The architecture was:
Here we see the nose keypoint in green.
If you can’t read axes, disable dark mode as it hides the axes of the plot. We can see the loss goes down consistently for training while validation is more erratic but still goes down by the end.
Note, I multiplied the loss by 100 to get a more readily interpretable value. I also omitted the first recorded epoch loss as it was much higher and made the shape of the loss curve harder to see.
Green is ground truth, red is predicted.
Here, possibly because of the shadowing on the person’s face, the nose is incorrectly detected to the right of where it should be.
A similar failure case, though not as pronounced, again possibly due to lighting (though the lighting is not as bad here).
I experimented with changing the number of channels for the conv layers and the learning rate. Here are the final validation losses after training for about 25 epochs.
The best results were found with a very low learning rate and a lot of channels, but for most of the results above I used the 0.001 LR with 16 channels as it was fairly balanced and achieved nearly the same loss with lower compute overhead.
Generally, it seems that too-high learning rate reduces the quality of the model.
Here, we see all the keypoints and we can clearly see the effects of data augmentation (rotating, shifting, brightness) that was applied for the second part, training for all keypoints.

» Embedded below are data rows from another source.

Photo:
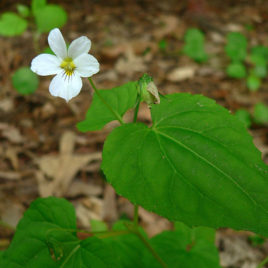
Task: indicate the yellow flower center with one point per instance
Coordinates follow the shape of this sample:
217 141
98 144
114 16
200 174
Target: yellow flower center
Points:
68 66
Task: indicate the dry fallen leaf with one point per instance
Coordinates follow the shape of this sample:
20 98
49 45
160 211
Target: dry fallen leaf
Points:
62 168
130 63
13 135
181 73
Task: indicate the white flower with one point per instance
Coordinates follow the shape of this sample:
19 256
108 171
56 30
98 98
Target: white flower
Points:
68 65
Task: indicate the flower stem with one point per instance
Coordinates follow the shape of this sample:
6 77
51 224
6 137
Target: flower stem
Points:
36 37
136 110
118 117
263 263
136 215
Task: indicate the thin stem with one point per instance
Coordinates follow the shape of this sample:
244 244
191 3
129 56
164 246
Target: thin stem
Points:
119 118
136 215
263 263
136 110
149 247
36 37
111 233
4 243
6 225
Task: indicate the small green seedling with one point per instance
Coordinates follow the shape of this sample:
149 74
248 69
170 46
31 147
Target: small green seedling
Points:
236 70
162 45
244 116
256 240
253 82
25 81
261 113
195 45
236 50
236 47
46 17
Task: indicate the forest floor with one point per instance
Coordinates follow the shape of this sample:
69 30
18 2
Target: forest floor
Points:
38 135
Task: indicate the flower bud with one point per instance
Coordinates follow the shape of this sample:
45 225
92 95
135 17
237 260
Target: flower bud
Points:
148 90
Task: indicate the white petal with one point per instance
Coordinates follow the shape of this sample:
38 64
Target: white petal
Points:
65 87
57 43
79 46
46 64
86 65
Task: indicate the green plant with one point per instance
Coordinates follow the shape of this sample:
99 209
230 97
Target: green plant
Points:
236 50
25 81
46 16
261 113
195 164
195 45
244 116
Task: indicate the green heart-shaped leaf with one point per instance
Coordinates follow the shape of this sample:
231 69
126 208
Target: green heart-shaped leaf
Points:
196 164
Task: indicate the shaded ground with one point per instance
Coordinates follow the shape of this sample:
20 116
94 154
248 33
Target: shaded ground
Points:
38 135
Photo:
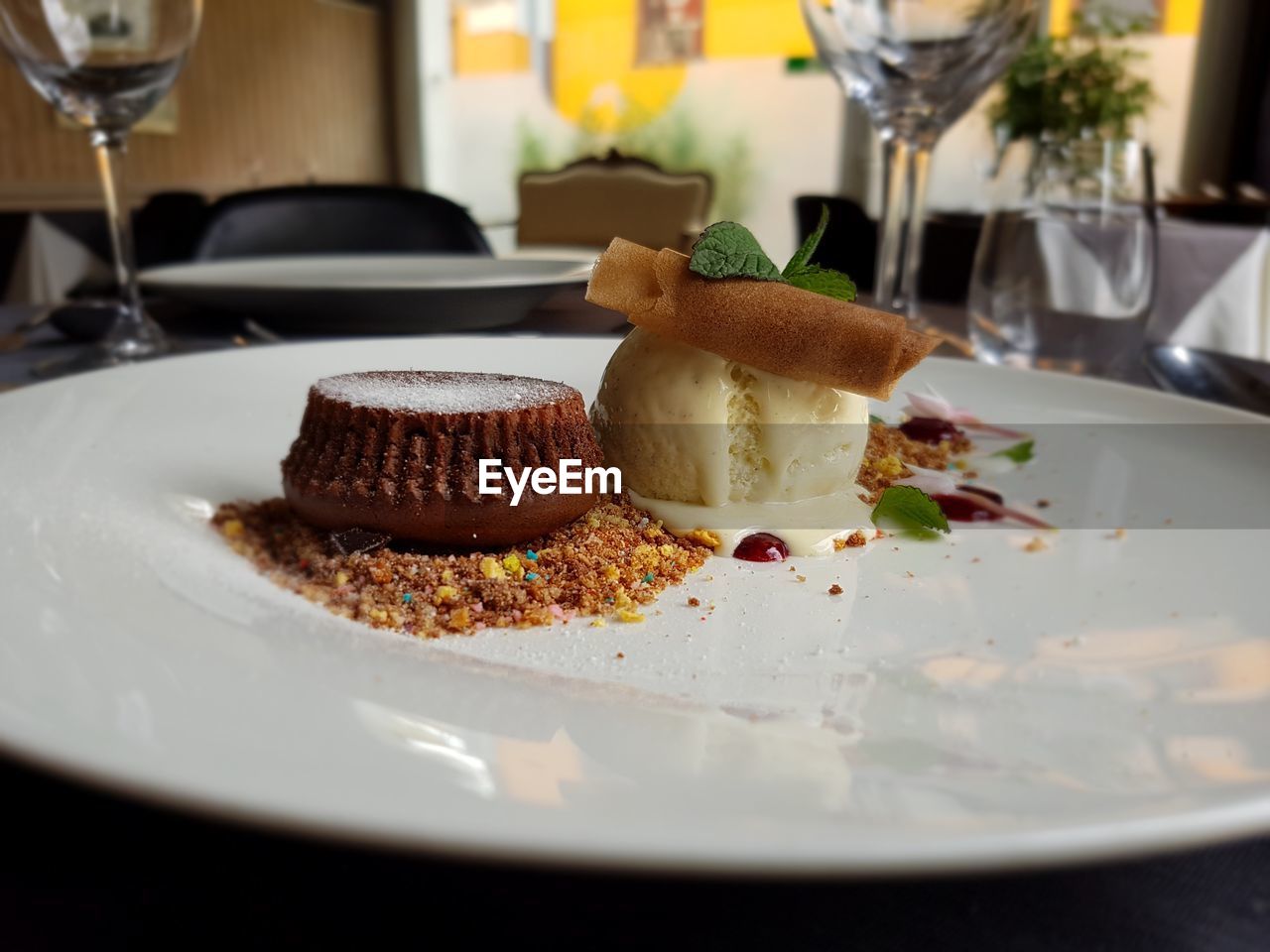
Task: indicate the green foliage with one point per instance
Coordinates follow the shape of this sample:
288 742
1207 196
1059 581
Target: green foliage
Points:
532 153
1079 86
729 250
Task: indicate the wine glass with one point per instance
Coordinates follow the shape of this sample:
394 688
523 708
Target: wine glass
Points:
916 66
105 63
1065 273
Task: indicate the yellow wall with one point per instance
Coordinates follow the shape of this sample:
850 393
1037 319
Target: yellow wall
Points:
594 79
593 75
739 28
488 53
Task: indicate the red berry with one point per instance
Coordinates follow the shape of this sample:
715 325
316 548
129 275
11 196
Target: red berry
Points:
961 509
929 429
985 493
761 547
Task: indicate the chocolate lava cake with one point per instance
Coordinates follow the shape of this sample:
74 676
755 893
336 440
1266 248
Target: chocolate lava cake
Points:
399 452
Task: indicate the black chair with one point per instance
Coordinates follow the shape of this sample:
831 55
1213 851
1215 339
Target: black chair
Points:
849 245
336 220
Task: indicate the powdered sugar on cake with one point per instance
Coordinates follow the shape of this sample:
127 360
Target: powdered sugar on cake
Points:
440 393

I used a learning rate of 0.001 and tried both 16 and 32 channel conv layers. The precise architecture was
All conv2d layers output 16 or 32 channels depending on the training run.
Again, I omitted the first epoch and multiplied loss by 100 just to make the plot a bit clearer and more interpretable. Here, I showed the 16 channel version as it was much better (0.088 val loss at the end of 25 epochs vs. 0.248 for 32 channel).

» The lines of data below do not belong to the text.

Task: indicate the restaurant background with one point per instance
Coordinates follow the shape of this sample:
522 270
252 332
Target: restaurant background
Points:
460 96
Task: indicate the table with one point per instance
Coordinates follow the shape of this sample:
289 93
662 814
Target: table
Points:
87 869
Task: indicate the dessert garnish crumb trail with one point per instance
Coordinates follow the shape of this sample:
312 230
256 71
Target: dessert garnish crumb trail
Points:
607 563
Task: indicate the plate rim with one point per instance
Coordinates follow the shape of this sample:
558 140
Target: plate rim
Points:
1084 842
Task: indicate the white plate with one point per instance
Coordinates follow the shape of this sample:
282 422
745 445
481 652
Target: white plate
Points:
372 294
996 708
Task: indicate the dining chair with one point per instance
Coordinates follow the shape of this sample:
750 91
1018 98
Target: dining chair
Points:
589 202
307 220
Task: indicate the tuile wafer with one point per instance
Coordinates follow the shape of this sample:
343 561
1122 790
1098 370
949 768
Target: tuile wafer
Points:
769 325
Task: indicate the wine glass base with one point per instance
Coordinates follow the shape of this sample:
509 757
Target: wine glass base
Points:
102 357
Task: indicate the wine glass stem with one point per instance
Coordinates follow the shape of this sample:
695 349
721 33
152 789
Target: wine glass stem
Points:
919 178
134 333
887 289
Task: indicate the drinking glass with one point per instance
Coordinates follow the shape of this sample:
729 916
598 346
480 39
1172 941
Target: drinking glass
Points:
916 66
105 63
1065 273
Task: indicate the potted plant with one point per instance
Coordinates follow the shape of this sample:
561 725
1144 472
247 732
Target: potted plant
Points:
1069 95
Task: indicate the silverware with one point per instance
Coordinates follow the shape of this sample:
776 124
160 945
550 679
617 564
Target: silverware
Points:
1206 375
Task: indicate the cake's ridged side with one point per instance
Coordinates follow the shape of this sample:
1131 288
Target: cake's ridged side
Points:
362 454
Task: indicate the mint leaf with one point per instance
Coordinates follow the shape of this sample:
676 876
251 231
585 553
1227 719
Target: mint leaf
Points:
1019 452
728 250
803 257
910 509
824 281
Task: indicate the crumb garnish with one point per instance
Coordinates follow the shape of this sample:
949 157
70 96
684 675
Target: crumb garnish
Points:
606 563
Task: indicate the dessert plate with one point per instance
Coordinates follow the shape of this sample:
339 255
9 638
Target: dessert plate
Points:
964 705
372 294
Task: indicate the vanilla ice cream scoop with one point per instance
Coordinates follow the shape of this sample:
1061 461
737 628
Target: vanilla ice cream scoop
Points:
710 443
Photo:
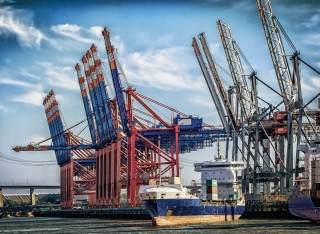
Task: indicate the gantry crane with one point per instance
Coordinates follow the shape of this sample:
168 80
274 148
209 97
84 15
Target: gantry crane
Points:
288 84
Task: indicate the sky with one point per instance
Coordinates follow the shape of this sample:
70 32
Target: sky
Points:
41 41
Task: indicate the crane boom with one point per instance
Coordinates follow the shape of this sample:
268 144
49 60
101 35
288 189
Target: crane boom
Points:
277 52
86 104
211 85
217 79
116 80
237 74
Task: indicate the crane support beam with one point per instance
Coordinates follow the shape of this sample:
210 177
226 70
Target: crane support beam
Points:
237 74
86 104
93 100
211 85
217 80
277 52
93 76
104 92
116 80
57 147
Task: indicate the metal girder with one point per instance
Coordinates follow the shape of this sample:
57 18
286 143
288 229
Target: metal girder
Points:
237 74
277 52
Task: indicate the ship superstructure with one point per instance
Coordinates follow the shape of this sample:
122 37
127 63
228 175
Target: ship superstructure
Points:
225 173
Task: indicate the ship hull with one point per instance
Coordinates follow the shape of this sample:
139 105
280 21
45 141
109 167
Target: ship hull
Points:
302 206
192 220
169 212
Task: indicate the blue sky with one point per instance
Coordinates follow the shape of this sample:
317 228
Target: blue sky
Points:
41 41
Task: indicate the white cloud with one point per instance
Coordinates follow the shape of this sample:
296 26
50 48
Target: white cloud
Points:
96 30
26 73
163 69
315 81
203 101
9 81
4 108
34 98
70 31
19 23
74 37
58 76
312 39
313 21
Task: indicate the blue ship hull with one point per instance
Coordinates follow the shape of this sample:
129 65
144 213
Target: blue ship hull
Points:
190 211
303 207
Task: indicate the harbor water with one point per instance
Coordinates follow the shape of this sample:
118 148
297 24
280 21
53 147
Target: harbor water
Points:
71 225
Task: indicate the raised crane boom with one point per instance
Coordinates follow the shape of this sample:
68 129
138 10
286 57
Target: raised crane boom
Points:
218 82
277 52
116 80
237 74
211 86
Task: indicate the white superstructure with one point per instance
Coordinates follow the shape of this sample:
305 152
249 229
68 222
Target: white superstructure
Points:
169 191
224 171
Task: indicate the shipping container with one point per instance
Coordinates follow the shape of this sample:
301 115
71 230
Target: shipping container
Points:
212 183
316 186
211 197
213 190
174 180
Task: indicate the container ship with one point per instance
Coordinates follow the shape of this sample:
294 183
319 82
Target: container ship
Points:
305 199
220 198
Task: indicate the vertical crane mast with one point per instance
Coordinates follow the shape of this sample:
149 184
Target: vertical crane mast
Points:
86 104
103 90
211 86
52 111
97 92
93 99
277 52
232 54
218 82
286 83
116 80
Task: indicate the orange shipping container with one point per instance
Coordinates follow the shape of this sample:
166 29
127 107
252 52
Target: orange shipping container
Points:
213 190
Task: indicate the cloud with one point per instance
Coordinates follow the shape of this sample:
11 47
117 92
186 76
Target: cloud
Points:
314 21
19 23
60 76
34 98
312 39
26 73
70 31
9 81
203 101
4 108
163 69
315 81
74 37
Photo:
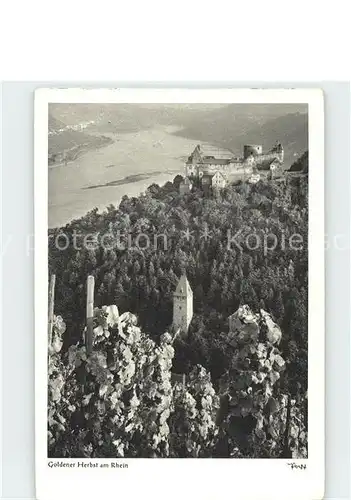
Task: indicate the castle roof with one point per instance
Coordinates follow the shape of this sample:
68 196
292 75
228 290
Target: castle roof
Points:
266 164
183 287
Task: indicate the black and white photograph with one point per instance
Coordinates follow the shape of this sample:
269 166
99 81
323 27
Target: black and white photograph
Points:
178 280
179 292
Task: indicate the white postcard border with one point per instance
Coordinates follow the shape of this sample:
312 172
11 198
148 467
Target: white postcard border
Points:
191 478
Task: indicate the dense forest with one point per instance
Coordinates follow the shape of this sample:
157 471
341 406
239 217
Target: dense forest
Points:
246 246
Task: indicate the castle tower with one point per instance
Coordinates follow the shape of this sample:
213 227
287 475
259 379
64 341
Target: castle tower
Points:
182 305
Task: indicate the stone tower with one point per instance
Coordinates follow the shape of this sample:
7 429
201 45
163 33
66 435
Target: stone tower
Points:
182 305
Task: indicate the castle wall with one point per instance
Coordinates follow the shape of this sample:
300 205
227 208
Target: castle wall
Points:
255 149
182 311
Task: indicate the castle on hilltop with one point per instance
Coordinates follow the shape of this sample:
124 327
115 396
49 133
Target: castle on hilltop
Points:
182 306
214 167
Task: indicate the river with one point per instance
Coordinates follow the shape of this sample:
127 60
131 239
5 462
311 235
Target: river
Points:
100 177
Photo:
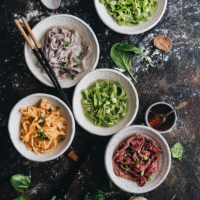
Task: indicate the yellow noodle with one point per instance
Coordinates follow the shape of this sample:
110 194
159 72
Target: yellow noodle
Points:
55 125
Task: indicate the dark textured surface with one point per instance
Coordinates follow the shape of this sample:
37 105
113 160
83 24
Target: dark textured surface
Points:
174 77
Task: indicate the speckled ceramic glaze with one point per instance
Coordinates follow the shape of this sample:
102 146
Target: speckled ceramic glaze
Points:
87 81
51 4
164 161
14 127
130 30
71 22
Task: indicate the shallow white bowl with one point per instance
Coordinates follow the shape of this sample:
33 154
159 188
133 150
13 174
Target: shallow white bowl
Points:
109 74
164 162
14 127
130 30
71 22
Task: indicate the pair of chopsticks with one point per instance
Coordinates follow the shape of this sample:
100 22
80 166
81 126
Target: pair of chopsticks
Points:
41 58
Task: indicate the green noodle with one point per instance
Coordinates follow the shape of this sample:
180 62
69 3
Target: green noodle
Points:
130 12
104 103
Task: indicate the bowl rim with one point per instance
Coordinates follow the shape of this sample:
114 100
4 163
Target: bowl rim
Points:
151 130
79 20
122 75
72 134
147 112
129 32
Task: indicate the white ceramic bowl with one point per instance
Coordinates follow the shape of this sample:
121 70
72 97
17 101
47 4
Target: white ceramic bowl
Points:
14 127
71 22
130 30
109 74
164 161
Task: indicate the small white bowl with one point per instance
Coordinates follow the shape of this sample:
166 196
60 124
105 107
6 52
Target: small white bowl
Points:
147 113
106 74
164 161
14 127
71 22
130 30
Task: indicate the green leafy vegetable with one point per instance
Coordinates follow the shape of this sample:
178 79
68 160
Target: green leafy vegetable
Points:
130 12
95 195
177 150
98 108
20 182
126 47
121 58
173 197
21 198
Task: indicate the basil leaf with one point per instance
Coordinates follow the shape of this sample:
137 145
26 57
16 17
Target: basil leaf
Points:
121 58
177 150
126 47
95 195
21 198
20 182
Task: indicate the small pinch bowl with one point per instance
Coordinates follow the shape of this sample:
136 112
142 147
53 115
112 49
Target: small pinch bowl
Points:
147 113
130 30
67 21
106 74
14 125
164 161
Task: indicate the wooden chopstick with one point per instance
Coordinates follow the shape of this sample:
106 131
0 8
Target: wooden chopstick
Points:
45 59
47 68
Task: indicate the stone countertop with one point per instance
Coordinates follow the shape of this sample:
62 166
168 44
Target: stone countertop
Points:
174 77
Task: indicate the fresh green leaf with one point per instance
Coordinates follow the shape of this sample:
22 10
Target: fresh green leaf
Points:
177 150
126 47
173 197
21 198
95 195
121 58
20 182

Again, green = groundtruth, red = predicted
Here’s an example that shows the model has a strong prior on how the face is arranged. The whole face is coherent but it’s slightly off and wrong angle, which makes some of the points more incorrect than others. In other words, if the model gets a few points wrong, it’s likely to get many wrong, as it places the face in a face-like arrangement.

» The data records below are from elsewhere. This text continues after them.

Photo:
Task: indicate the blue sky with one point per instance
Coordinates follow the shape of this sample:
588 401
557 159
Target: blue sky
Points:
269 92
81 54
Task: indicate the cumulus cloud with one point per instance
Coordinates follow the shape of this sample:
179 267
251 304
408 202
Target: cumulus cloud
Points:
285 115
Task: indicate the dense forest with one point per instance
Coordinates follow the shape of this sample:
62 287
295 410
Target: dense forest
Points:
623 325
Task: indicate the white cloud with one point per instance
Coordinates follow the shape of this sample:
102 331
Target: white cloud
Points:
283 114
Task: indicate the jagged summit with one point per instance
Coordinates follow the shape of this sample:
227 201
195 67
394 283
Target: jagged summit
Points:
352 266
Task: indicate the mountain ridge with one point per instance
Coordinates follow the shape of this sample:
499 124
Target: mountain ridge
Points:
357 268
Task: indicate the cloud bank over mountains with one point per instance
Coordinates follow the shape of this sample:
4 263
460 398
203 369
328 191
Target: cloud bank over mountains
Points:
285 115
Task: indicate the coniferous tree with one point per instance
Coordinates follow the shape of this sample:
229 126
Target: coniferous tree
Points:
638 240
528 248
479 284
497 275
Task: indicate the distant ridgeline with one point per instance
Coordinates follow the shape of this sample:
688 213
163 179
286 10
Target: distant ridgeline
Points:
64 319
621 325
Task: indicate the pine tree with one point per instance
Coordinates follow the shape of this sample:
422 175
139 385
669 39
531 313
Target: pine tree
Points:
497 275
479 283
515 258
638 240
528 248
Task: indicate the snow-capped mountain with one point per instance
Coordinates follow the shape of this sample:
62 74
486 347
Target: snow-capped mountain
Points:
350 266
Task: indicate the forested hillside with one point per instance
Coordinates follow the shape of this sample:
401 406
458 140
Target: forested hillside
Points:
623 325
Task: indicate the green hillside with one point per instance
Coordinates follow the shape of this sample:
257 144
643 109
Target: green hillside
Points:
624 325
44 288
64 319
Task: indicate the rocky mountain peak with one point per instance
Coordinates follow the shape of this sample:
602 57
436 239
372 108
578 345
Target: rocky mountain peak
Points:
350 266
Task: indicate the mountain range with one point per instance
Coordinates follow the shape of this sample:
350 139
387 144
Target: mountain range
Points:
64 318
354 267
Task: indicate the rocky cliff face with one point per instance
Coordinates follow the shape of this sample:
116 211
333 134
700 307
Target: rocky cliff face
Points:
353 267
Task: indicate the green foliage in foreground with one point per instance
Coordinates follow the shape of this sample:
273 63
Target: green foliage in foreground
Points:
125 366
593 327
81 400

Here’s an interesting result from the training set. It seems that rotations can confuse the network, which indicates that the data augmentation is indeed challenging it and probably reducing overfitting though not enough that it’s able to reliably predict rotated images well.
For this part, I trained on the CSUA compute cluster using 2 GPUs. (I’m not sure if the code even used the GPUs though).
If I or others resubmit this score/ranking is subject to change. The ranking could decrease but the score cannot I believe since how Kaggle works.
The architecture is torchvision stock Resnet18. The only changes I made were to make the first layer have 1 input channels nd the last layer have 136 output features as described in the assignment website, to make it compatible with the dataset we used.
I trained with LR of 0.001 for 10 epochs with a batch size of 4.
Here I didn’t omit the first epoch and divided by 100 after multiplying, so this is a more “raw” plot of loss and we can see that it drops a LOT in the first epoch. However, I don’t think the model converged and training for more epochs could have really improved the overall results.
I set aside part of the training dataset for validation. That’s better than using the test dataset as we can also compare to ground truth.
Red = predicted, green = ground truth
Unfortunately, it looks like the model failed to detect the face in any of the custom images. My hypothesis is that this is because I didn’t crop these images as tightly as the dataset’s images. That could explain why the faces are also larger than my face is in the custom images.
I learned the importance of training with a small dataset first to catch bugs and get everything working before training on the full dataset.